Lama Shenpen on ‘Welcoming Difficulties as Our Path’ – working together with others in service as our practice can be joyful whilst throwing into sharp relief all our conflicts and assumptions:

“The point of the lineage – and our sangha being integral to it – is that this is how we keep the connection with the Mandala of Awakening alive in the world and from lifetime to lifetime. Mandalas need to be protected and maintained through samaya connections and that is what we are about in the Awakened Heart Sangha.
This means we have to work through difficulties and obstacles and not be put off by them. We need to embrace these difficulties with enthusiasm, as they are opportunities to learn and make a difference, not just for ourselves but also for everyone involved. We won’t give up on anyone and even though sometimes conflicts can leave wounds and scars we are still all committed to being there for each other.

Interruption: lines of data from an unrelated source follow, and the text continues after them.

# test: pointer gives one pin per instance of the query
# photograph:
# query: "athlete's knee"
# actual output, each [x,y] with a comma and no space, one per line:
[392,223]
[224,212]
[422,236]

We all face difficulties individually that we open to and treat as practice rather than thinking ‘I can’t practice because of difficulties’. What we mean is I am practising but it’s still difficult. There is no need to say ‘I can’t practice’ – even when one feels so uninspired that even practice feels flat – that is our practice isn’t it? Keeping the connection going, even though uninspired, is practice in itself. It is kshanti – patience. Traditionally this is regarded as one of the main ways of purifying karma and accumulating punya.
There are often difficulties that arise in the sangha mandala between people that need sorting out – and maybe they never get to the point where everyone feels satisfied that they have really been heard or received the empathy they long for. That is practice too – again it is kshanti. Nevertheless, there is so much to be gained by restoring trust and connection between everyone in the mandala so improving our communication skills as we go along is excellent practice.
Not only is it keeping the speech precepts, but it is also a way of learning to be kind to ourselves – the basis for metta, love and compassion and Bodhichitta – the Four Apramanas. So like with last year’s theme of love and compassion and listening to receive wisdom, this year’s Gana Gathering came back round to kindness to ourselves. This year’s teaching theme on emptiness and welcoming difficulties takes it all a step further.
For all these practices we need to realise what we are. Kindness to ourselves ultimately means realising what we truly are – the openness/emptiness, clarity and sensitivity of our being – and how that manifests as our personal mandala of body, speech mind/heart and environment.
Ultimately it is all about mandala principle – how to guard, protect and maintain the central principle and the boundaries on all the different levels of the hierarchy, the messages and established shared understandings, that are like the samaya connections, that allow positive and supportive energy exchange [these are aspects of mandala principle – taught in the Awakened Heart Sangha’s Living the Awakened Training].
Seen this way, this kind of activity and the attitudes we all need to adopt in order for all this to function well becomes intrinsic to what we mean by supporting the mandala and reinforcing it. It is what it means to take Refuge in the sangha by participating in it and making it real – not just an idealised version of what it should be but working with what we have got and seeing how it is inseparable from the Mandala of Awakening and that our connections really matter in this and all our future lives.”